Really on the projects? Because I look at dozens weekly. Finding "that thing I
saw that one time" is more often than not a painfully futile exercise on
github. I can usually suss it out via google, but I think that says all I'm
trying to say right there.

------
Springtime
Personally I use the stars as a kind of bookmarking system, rather than purely
a like system, given they reside and are searchable in the starred section of
one's profile. I'll link a project to others if I find it useful.

If I've created something I usually appreciate written praise/thanks from
users and peers more but I also understand how even little gestures can make a
difference.

------
minikomi
I have a project with over 2000 stars[1], but I don't maintain it any more and
it's not indicative of how I code at the moment. I guess it's nice to have,
but what really is the worth of the stars?

[1][https://github.com/minikomi/Bootstrap-Form-
Builder](https://github.com/minikomi/Bootstrap-Form-Builder)

edit: and, 1060 forks..

------
superflit
This type of problem falls on what I call the "conversion" problem.

Having a customer where I did some work with e-mail campaigns with several
products and different populations, it was almost constant for these values:

10-15% open the e-mail.

1-3% Convert or create an action.

And I do extrapolate these numbers for the whole population. It come to be the
1-3% that "do something" and that 10-15% who reads and leave for later.

Parents and teaching meeting? 10-15% will think about going...1-3% will go and
take some action (volunteer, raise). Same on other activities.

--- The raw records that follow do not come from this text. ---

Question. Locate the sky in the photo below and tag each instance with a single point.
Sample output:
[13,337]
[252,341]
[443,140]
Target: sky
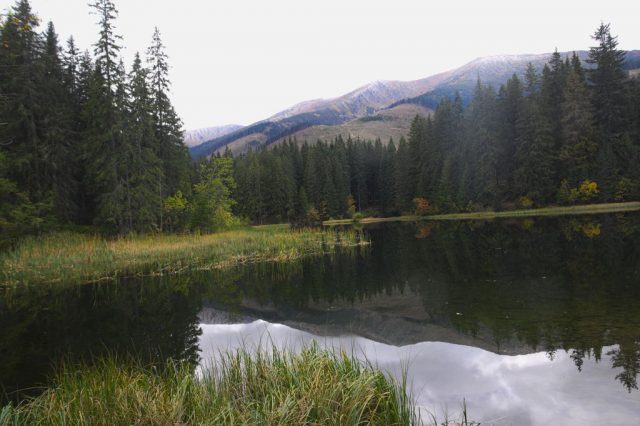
[241,61]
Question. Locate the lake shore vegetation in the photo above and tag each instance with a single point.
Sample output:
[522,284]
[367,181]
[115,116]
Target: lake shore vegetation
[275,386]
[77,258]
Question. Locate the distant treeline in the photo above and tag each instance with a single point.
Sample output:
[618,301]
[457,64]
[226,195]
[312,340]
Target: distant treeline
[83,141]
[568,135]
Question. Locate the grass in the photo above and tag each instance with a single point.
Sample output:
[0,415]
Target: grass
[73,258]
[314,387]
[546,211]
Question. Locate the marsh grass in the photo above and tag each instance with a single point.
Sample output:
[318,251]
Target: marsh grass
[73,258]
[270,387]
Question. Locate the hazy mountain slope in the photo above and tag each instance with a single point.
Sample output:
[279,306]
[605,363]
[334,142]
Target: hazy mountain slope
[390,123]
[198,136]
[322,118]
[493,70]
[361,102]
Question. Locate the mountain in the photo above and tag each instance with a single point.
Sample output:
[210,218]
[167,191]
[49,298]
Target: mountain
[374,110]
[362,102]
[199,136]
[495,71]
[388,123]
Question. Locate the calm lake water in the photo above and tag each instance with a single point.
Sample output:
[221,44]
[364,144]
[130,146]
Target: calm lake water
[533,321]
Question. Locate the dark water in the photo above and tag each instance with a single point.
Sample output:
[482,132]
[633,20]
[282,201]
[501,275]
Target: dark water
[531,321]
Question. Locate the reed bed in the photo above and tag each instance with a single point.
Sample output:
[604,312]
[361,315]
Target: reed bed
[74,258]
[274,387]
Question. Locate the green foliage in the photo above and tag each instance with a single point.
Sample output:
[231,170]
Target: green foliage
[212,196]
[525,202]
[72,258]
[627,190]
[271,386]
[176,211]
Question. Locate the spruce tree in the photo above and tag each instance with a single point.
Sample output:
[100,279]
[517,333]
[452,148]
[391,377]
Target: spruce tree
[168,126]
[579,147]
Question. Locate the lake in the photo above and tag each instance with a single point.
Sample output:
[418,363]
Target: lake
[529,322]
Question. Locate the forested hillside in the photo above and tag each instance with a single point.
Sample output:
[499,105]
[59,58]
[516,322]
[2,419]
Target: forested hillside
[84,141]
[570,134]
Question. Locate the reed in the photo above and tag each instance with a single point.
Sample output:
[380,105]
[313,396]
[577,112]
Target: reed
[272,387]
[74,258]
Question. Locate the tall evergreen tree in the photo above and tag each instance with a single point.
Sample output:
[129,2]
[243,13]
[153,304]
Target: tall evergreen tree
[579,146]
[168,126]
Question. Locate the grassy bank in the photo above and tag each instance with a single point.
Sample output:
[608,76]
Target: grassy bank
[268,388]
[546,211]
[69,257]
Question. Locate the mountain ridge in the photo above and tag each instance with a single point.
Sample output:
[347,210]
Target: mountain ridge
[370,100]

I am not
blaming or judging, but we can't always be on 1-3% every time all the time.

So expect 1-2% of visitors giving stars for you.

------
l0b0
Maybe I'm weird, but stars are never a motivation in themselves. They show
someone _may_ be using the project, but that's it. Admittedly I haven't
received many star ratings, but even a single issue filed is more motivating
than all the stars I ever got.

------
adamnemecek
It’s crazy how stars can really boost ones career.

------
nawfalhasan
I don't star projects if they help me or if I use them. I star if I like them.